Si mon nom est désormais absent, à juste titre, du témoignage de Léa L., il est bien évidemment trop tard pour enrayer les conséquences dévastatrices de son accusation infondée. Pour mémoire, son tweet relayant son témoignage a été retweeté plus de 1100 fois. Il avait été notamment partagé par le compte Twitter des Assises du journalisme de Tours, événement anecdotique pour le commun des mortels organisé un mois après le début de l’affaire, mais très scruté par la profession.

Léa L. avait par la suite été invitée, et fréquemment relayée, par le Syndicat National des Journalistes — notons au passage que le SNJ n’a eu aucun mot pour les journalistes débarqués de leur rédaction au mépris total du droit du travail dans cette affaire, je pense en particulier au cas emblématique du camarade Guillaume Ledit, écarté du magazine Usbek & Rica pour sa simple présence dans une liste de noms de membres supposés de la Ligue du LOL. Cette fameuse liste, source de cyberharcèlement massif, avéré et aisément constatable qu’aucun média n’a souhaité évoquer, avait été publiée par des anonymes malveillants sur la plateforme PasteBin et relayée sans hésitation par certains médias tels Mediapart ou FranceTVInfo.

A ce propos, le 12 février, à l’occasion d’un entretien avec CNN, Léa L. avait eu cette phrase, en anglais dans le texte : «I think it’s good that they are finally being named and shamed in articles to make their newspapers react but I don’t like anyone being harassed on the internet, even if it is them». [je trouve ça bien qu’ils soient enfin nommés et montrés du doigts dans des articles pour que leurs médias réagissent, mais je n’aime voir personne harcelé sur Internet, même eux]. Mme L. reconnaît ici noir sur blanc son goût pour le name and shame, bien à l’oeuvre dans son témoignage pour Slate.

Les mots ont un sens

Le simple fait de brandir l’anathème de harcèlement pour qualifier rétrospectivement des blagues ou des tweet-clashs anodins (au pire, dans mon cas), a entraîné des confusions abjectes dans certains médias. Je pense en particulier à Arrêt sur Images, qui avait osé écrire en introduction d’un article publié le 7 avril, après les révélations sur des faits qualifiables d’agressions sexuelles à FranceInfo, le texte suivant : «La liste des rédactions confrontées aux affaires de harcèlement sexuel s’allonge. Après Libération, Vice, Les Inrocks, Le Figaro, Le Huffpost ou encore Le Monde, c’est au tour de la rédaction de France Info». Mettre sur un même plan d’anciennes railleries virtuelles et les faits concrets pénalement répréhensibles survenus à FranceInfo relève de l’amalgame immonde.
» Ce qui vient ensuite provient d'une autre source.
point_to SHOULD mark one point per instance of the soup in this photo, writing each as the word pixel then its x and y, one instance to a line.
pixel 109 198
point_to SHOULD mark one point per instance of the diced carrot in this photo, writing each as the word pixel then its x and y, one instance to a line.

Après un SMS à Daniel Schneidermann, l’article avait été mis à jour en se contentant de supprimer le qualificatif «sexuel» derrière harcèlement, ce qui atténue légèrement l’infamie mais n’en reste pas moins une association absurde.
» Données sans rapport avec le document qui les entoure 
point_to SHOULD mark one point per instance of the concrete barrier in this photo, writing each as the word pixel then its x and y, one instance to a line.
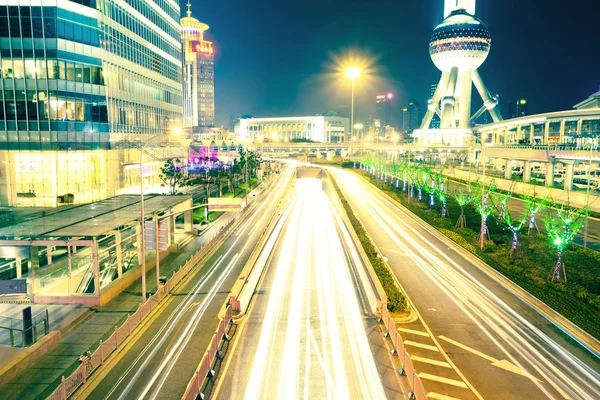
pixel 29 356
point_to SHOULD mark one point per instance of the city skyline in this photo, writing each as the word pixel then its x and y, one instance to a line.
pixel 279 80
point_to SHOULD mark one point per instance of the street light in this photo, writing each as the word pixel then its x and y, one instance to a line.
pixel 176 132
pixel 359 127
pixel 353 73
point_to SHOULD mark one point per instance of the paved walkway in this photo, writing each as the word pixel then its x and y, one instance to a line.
pixel 45 374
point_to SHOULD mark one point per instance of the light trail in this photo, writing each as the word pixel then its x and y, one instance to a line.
pixel 166 331
pixel 521 341
pixel 313 310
Terminons-en sur le cas de Léa L. Je ne ferai pas ici la même erreur que celle commise par les nombreux internautes, militants et confrères m’ayant accusé de tous les maux du monde virtuel depuis février dernier : je n’associe pas les actions individuelles malheureuses d’une personne à un groupe entier, quand bien même ses actions auraient notamment pour but le financement du collectif. Je ne ferai pas à mon tour d’injustes amalgames entre les errements regrettables d’une personne et les justes combats des militant.e.s féministes, qui méritent clairement de plus fiables représentant.e.s.
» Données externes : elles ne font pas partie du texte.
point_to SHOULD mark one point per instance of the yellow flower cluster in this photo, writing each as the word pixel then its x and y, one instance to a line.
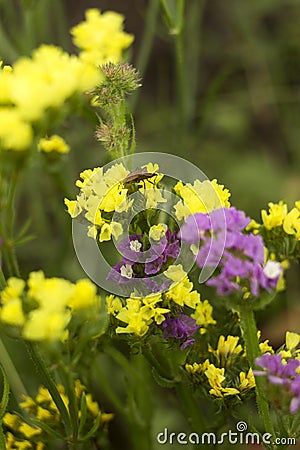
pixel 140 312
pixel 22 436
pixel 50 77
pixel 100 37
pixel 216 378
pixel 43 310
pixel 54 143
pixel 292 341
pixel 279 216
pixel 203 315
pixel 226 350
pixel 200 197
pixel 102 193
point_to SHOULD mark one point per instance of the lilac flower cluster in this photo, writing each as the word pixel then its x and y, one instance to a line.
pixel 182 328
pixel 284 374
pixel 136 263
pixel 239 256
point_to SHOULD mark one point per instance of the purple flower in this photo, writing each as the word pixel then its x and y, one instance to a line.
pixel 182 328
pixel 121 273
pixel 168 247
pixel 131 248
pixel 282 374
pixel 238 256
J’avais d’abord hésité à publier ce texte, sachant pertinemment qu’il pourrait réjouir des personnes, organisations ou médias avec qui je n’ai aucune envie d’être associé (Valeurs Actuelles, je pense à vous). Mais la légitimité des causes défendues par Prenons la Une -qui sont également chères à mes yeux- ne doit pas empêcher d’émettre des critiques lorsqu’elles sont justifiées, ce qui est clairement le cas ici. L’entêtement et le déni caractérisés de Léa L., qui entache désormais l’action louable et nécessaire de son collectif, m’a dissuadé de me taire. «Prenez la une», d’accord, mais pas n’importe comment.